I utilized all of Voyant’s given tools to compare the frequency of words in various states. Specifically, I compared the states of Alabama and Maryland to each other by seeing the distinctive words utilized in their interviews.  For instance, Alabama used distinct words like  didn’t (357), alabama (138), ain’t (213), don’t 182), ca’se (69), caze(104), couldn’t (103), i’s (93), i’se (92), dat’s (90). Maryland used distinct words like  bowie site. (17), baltimore (64), ellicott(11), cockeysville (11), arundel (9), annapolis (9), md (11), maryland (60), rezin(7), manor (6). From this analysis, I was able to conclude that Alabama’s distinct words referred to their unique dialect while Maryland’s distinct words referred to Maryland African American communities. In using Voyant, I was able to see that while textmining is useful in searching through large sets of data-it is imperative that a person is working in conjuction with the software to get rid of unnesessary “stop” words and to make sense of the words that are repeated throughout to draw historical conclusions.

 

Why Metadata Matters

Metadata is “structured textual information that describes something about the creation, content or context of a digital resource” (Jisc, 2014). Metadata enables items to be discoverable in a database or archive due to the field information provided. Researchers, patrons and digital humanists can use the metadata provided in common fields like title, subject, description, creator, date, format, type and location to find artifacts and documents.The common fields present digital humanists with a source’s context and descriptive infromation. Context and description are the most essential parts of metadata as they help digital humanists understand “the physical and digital origin, structure, and technical makeup” of a resource (Carbajal and Caswell, 2021, pg.1108 ). From this, digital humanists can improve their own understanding of their research and appropriately utilize primary and secondary sources in the digital humanities.

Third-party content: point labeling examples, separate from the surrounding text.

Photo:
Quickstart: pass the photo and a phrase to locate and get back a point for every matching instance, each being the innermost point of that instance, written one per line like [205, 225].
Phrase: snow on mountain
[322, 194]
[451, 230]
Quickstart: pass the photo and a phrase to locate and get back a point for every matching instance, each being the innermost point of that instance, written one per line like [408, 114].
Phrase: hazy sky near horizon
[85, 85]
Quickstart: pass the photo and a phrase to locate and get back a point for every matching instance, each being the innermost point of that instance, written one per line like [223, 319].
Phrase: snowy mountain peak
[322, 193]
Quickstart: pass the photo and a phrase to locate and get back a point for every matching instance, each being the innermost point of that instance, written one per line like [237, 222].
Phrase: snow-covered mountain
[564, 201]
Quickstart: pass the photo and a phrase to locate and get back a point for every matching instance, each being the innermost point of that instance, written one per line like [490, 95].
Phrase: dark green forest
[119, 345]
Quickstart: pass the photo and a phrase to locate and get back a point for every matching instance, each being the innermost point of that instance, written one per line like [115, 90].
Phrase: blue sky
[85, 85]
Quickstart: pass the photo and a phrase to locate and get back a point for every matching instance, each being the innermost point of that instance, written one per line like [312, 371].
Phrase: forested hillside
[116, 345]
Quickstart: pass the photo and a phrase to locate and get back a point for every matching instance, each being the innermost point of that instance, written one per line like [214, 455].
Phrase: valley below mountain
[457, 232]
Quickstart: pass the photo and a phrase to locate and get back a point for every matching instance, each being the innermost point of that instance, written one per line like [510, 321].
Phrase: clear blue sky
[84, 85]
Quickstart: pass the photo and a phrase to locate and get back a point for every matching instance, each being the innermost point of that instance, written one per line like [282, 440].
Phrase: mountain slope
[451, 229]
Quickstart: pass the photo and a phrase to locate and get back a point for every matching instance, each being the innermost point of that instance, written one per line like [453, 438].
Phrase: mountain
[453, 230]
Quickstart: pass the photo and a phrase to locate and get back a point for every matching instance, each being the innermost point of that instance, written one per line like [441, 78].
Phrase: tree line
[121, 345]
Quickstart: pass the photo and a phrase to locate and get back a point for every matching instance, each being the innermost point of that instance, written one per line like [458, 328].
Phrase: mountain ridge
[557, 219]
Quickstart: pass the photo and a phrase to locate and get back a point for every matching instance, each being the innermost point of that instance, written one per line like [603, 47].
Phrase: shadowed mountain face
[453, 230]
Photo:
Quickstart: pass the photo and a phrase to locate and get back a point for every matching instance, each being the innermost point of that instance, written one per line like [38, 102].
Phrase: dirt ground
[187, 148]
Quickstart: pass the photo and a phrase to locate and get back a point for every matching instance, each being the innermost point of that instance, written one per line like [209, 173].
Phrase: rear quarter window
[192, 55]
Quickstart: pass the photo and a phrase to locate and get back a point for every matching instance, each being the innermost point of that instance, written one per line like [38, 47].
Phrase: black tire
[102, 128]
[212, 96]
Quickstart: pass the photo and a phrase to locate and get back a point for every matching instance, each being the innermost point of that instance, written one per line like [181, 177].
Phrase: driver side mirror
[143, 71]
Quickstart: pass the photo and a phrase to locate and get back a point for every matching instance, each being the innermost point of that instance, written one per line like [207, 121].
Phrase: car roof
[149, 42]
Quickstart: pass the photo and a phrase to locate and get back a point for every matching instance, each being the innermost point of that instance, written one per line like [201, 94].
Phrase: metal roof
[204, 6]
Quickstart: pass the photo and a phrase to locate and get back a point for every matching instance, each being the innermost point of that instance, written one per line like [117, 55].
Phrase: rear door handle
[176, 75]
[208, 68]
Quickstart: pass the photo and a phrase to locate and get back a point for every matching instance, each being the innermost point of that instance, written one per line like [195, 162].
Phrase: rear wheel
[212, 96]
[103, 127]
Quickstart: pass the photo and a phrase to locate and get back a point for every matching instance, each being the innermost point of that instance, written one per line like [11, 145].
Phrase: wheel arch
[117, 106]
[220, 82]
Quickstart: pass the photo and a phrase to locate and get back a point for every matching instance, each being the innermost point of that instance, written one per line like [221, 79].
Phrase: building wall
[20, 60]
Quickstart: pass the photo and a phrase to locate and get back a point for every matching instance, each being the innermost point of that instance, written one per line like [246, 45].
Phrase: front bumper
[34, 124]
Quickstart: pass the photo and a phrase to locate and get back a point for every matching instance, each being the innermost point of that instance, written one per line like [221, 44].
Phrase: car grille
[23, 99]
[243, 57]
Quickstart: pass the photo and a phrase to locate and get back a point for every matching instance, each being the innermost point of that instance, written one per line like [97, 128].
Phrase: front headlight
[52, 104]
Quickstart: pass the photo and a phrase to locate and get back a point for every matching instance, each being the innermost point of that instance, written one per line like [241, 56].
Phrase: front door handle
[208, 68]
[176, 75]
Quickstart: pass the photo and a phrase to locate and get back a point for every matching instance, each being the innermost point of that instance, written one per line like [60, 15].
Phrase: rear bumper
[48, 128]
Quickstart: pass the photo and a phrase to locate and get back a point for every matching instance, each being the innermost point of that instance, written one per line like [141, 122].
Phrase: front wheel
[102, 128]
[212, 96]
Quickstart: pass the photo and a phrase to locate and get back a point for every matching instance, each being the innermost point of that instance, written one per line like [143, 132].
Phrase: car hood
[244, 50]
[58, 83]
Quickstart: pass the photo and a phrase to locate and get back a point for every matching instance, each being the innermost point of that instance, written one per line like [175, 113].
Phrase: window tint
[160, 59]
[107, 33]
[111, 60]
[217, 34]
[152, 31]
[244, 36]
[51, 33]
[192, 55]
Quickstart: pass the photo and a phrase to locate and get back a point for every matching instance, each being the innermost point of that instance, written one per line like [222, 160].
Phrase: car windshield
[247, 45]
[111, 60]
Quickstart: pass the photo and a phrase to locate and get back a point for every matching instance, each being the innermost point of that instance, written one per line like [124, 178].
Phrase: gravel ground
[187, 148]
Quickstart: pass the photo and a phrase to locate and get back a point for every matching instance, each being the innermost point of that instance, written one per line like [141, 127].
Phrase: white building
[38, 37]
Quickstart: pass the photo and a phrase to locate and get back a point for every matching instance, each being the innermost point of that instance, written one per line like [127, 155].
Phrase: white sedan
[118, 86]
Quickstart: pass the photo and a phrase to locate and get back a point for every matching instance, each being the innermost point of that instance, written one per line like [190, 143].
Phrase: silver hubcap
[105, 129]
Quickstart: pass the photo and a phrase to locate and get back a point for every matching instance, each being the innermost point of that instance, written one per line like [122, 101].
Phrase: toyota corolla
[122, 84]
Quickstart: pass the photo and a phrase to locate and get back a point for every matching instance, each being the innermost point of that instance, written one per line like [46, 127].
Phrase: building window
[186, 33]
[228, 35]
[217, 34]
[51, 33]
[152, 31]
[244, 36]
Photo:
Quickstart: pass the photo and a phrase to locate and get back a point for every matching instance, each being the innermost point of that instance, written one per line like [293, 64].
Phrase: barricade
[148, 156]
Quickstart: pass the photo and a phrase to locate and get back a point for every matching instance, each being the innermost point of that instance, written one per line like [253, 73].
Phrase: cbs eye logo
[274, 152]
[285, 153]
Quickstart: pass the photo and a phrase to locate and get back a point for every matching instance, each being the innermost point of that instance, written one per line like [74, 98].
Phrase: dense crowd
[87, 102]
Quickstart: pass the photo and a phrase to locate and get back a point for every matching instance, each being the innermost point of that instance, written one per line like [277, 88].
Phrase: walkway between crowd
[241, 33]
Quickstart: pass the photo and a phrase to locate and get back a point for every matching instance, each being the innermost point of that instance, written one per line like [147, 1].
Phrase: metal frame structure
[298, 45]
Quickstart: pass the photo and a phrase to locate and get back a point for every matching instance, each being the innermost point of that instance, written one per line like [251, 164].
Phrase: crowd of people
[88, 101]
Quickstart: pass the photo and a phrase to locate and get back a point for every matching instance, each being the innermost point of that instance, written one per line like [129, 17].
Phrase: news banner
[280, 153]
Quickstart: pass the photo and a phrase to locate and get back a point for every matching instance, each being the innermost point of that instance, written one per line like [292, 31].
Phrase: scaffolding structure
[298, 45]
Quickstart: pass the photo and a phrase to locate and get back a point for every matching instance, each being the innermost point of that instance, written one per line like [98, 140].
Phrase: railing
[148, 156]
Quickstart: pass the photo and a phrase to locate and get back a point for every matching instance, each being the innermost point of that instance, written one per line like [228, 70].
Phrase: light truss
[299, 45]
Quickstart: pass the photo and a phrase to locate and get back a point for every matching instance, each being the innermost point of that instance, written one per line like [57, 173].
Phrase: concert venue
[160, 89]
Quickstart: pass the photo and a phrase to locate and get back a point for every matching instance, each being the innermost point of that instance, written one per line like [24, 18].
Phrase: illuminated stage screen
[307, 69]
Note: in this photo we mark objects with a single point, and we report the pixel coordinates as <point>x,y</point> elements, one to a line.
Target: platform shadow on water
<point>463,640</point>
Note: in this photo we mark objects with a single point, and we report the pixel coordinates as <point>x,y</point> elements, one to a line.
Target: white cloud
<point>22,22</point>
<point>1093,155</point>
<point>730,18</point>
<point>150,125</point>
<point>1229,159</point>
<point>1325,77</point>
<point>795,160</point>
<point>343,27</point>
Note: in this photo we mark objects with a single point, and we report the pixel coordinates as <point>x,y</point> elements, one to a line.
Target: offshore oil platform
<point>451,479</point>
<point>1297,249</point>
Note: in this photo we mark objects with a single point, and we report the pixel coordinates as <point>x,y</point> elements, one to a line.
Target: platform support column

Additionally, metadata serves a purpose in maintaining an archive’s material infrastructure which can then aid the digital humanities as a whole. Maintaining infrastructure through the preservation of physical and digital records will feed into the ever changing architectural, technological, social, epistemolgical, and ethical structures of an archive (Carbajal & Caswell, 2021). Consequently, digital archivists can fullfill the needs of their digital users by adopting improved metadata standards to extinguish problematic metadata. The continued maintenance of material infrastructure has the power to place checks on the political, historical, and cultural biases of the archivist or archive in order to better satisfy the needs of a diverse population of digital users.

Tropy and Omeka can assist digital humanities practitioners in research organization and collaboration. Trophy is a software tool and unified system that enables researchers to manage and describe the image files of archival materials. Archival photographs can be saved and viewed for future reference within Tropy.  Specifically, common field information for resources can be saved within the software and organized into various projects and collections. Similarly, Omeka serves as a computer software that assists researchers in organizing their materials. Omeka also has interoperability which allows users to share Tropy’s archival metadata with a larger audience. For instance, I am now able to share my findings related to Service Guardian and Hamilton Beach cookware. Software like Tropy and Omeka enabled me to become more thorough with locating and writing the correct metadata. Since Omeka is a resource that can be shared with others, I wanted to make sure that I was using the correct subject, name, title, and name authorities for my kitchen collection. I also wanted to develop enough accurate background knowledge on my kitchen items to provide the correct contextual and descriptive information. Fortunately, Tropy and Omeka enable users to follow the best practices in maintaining metadata by offering archival organization and information sharing.